Ukrainians marked Friday’s anniversary with elegies to those who died during the political upheaval that drove out disgraced President Viktor Yanukovych in February. His successor, Petro Poroshenko, laid a wreath at a memorial on the Kiev street where many were shot dead.
But when thoughts turn to what has been achieved since those lives were lost, sorrow often turns to bitterness.
Political party “Power of the People” published a statement arguing that less than half the demands articulated during the protests, sparked when Ukraine lurched toward closer ties with Russia, have been enacted. “Have the people truly won?” the statement asked.
That kind of testy criticism at the pace of measures to uproot corruption and cast out remnants of the Yanukovych regime reflects a widely shared mood of impatience.
And there is a lot to be unhappy about.
The national currency has lost more than half its value since the revolution, leading to a drop in the value of salaries. Industrial output is stagnant and investors have fled.
“Because of the general rise in prices, the spending power of Ukrainians is just melting before their eyes,” Anatoly Kinakh, head of the Ukrainian League of Industrialists and Entrepreneurs, said in a speech last week.
Critics of the protest movement suggest the upheaval led directly to the Ukraine’s loss of the Crimean Peninsula, which Russia annexed in March, and then war in the east.
“The results of this year have been catastrophic for the history and prospects of Ukraine,” former Yanukovych loyalist Anna German told Novoe Vremya magazine. “All revolutions, as we see, lead to catastrophe.”
More than 4,300 people have died in fighting in eastern Ukraine over the past half year, according to U.N. estimates.
The conflict in the east began in reaction to perceptions that the new order in Kiev was aggressively nationalistic and that it would trample on the rights of Russian speakers.
Russian state media eagerly fanned anxieties. Ukraine and Western countries say Moscow supplied most of the weapons in the uprising that has since devastated the region. Moscow denies that it has supplied either weapons or manpower to rebels.
Either way, the Maidan revolution was nowhere on people’s thoughts Friday in the rebel-controlled areas.
Pensions have not been paid for months. Fighting continues daily across the region, albeit less intensely than in the summer.

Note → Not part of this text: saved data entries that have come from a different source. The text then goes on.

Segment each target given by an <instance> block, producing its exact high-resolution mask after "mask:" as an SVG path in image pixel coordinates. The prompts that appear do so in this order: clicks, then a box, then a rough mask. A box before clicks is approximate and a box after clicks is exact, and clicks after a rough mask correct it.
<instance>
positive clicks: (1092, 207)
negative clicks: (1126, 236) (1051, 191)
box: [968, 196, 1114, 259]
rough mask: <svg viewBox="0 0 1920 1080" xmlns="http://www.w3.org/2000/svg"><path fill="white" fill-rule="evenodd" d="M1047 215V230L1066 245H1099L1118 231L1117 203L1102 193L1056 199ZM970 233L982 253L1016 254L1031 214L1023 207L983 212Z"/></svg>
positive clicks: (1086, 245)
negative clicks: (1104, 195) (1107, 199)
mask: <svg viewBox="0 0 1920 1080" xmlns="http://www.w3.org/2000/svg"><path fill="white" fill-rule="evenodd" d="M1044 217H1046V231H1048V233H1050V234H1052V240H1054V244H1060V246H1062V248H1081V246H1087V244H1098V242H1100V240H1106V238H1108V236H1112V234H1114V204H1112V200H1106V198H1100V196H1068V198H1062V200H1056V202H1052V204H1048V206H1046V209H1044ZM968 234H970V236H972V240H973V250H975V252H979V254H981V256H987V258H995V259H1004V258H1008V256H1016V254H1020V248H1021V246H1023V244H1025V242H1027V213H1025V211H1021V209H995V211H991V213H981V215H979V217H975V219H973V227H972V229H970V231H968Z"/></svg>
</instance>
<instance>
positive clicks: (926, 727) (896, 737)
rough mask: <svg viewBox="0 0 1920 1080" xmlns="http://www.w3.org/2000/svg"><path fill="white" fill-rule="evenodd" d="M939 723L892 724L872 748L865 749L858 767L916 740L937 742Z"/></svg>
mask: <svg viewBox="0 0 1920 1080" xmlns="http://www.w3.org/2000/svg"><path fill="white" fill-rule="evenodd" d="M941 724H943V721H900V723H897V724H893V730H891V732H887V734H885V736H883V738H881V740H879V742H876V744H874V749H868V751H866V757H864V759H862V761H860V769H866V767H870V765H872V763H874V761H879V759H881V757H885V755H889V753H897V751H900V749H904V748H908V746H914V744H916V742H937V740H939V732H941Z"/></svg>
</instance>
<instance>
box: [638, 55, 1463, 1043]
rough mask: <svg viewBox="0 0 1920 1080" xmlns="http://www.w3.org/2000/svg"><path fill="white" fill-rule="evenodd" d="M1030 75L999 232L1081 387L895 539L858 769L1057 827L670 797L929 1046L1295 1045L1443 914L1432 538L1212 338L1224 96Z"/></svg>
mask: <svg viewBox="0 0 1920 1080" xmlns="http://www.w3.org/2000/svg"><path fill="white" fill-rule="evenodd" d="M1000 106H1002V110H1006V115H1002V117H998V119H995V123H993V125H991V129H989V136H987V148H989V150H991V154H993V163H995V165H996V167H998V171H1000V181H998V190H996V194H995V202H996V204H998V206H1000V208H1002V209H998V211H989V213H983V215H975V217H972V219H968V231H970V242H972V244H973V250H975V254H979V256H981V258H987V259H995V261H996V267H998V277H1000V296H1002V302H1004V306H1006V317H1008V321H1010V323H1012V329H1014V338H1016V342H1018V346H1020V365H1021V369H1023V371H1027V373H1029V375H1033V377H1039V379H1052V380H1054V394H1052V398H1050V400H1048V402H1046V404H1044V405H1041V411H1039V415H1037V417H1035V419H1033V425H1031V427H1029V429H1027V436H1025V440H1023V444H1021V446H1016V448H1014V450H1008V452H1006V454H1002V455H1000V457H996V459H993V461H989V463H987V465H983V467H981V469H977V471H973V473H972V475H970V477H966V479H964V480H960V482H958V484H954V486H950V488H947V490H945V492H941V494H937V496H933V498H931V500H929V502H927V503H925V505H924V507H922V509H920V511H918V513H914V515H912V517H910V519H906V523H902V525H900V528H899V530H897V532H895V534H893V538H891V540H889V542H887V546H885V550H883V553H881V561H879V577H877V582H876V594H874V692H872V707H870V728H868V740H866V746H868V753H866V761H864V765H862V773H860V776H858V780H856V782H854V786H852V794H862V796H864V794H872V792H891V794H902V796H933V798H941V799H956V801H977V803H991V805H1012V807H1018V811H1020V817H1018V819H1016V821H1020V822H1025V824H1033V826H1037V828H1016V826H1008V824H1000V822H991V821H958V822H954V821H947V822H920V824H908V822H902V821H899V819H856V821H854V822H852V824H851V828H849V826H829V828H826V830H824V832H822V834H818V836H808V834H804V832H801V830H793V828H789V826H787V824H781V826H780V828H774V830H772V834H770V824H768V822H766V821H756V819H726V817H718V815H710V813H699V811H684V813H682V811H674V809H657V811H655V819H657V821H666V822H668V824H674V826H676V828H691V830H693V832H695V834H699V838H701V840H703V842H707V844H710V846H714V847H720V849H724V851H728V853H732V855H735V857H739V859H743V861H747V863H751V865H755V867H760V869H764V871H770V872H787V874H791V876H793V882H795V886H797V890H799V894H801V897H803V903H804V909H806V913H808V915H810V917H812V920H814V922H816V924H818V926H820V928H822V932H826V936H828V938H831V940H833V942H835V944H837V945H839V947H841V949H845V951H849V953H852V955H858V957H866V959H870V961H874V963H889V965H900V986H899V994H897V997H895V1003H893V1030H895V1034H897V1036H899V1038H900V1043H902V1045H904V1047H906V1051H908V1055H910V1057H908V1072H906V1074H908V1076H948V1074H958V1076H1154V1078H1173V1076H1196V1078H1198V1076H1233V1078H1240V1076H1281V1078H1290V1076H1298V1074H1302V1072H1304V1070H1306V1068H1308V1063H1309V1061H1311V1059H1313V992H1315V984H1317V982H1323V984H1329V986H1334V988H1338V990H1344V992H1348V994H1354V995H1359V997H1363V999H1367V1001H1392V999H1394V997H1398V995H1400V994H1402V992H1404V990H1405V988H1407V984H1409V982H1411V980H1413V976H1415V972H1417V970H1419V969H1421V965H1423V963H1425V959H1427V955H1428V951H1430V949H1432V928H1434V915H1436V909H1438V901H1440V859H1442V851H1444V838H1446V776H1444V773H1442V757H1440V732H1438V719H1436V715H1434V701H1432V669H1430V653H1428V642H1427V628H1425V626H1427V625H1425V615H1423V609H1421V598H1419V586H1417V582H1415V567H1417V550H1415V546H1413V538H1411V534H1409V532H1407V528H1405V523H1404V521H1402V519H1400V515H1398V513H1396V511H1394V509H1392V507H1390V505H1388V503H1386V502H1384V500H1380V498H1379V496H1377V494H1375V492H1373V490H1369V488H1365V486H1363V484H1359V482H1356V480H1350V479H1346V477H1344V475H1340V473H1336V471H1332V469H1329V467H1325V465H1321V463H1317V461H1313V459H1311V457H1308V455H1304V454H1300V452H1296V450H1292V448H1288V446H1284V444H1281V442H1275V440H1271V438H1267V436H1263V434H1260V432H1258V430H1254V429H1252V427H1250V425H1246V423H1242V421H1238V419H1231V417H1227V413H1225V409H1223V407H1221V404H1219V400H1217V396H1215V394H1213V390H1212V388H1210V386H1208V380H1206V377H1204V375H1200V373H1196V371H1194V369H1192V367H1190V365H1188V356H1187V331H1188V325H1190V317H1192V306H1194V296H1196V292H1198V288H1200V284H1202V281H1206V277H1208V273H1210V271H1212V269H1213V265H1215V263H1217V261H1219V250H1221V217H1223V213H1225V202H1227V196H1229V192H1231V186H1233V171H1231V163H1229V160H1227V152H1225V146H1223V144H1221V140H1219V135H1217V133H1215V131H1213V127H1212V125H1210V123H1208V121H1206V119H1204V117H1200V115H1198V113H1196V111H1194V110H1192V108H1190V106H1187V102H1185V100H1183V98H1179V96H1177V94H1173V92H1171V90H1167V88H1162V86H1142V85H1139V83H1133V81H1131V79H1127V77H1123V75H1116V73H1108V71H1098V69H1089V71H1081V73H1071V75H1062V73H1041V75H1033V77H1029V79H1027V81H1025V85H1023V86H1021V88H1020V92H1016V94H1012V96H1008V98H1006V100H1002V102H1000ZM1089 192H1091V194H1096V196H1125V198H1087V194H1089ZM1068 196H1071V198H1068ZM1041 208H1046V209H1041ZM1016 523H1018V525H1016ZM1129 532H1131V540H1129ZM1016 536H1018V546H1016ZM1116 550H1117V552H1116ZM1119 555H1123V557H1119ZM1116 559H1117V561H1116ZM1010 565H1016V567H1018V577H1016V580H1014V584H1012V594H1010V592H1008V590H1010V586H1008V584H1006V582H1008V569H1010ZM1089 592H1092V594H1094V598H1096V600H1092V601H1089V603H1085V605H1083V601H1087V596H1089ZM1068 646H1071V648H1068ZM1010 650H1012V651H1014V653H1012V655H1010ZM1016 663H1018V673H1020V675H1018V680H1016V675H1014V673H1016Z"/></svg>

Hundreds of homes lie in charred ruins.
The pressing concern now is how to deal with the imminent halt to banking services in separatist areas announced by Poroshenko last week. Cash is already in short supply; payment with cards in supermarkets may soon also be cut.
The rebel leader in the separatist stronghold of Donetsk, Alexander Zakharchenko, said last week that the Ukrainian government’s economic blockade has in effect long been in place, so nothing will change.
Between economic woes and war, it has been a long and painful year for Ukraine. Idealism has wilted, but hopes remain that the country will yet turn a corner.
In the early hours of anniversary, Nayyem again updated his Facebook status, writing that he could not get to sleep.
“How we’ve grown,” he wrote, “and maybe we’ve become a little bit sad, too.”
Leonard contributed from Donetsk, Ukraine. Lara Jakes in Washington contributed to this report.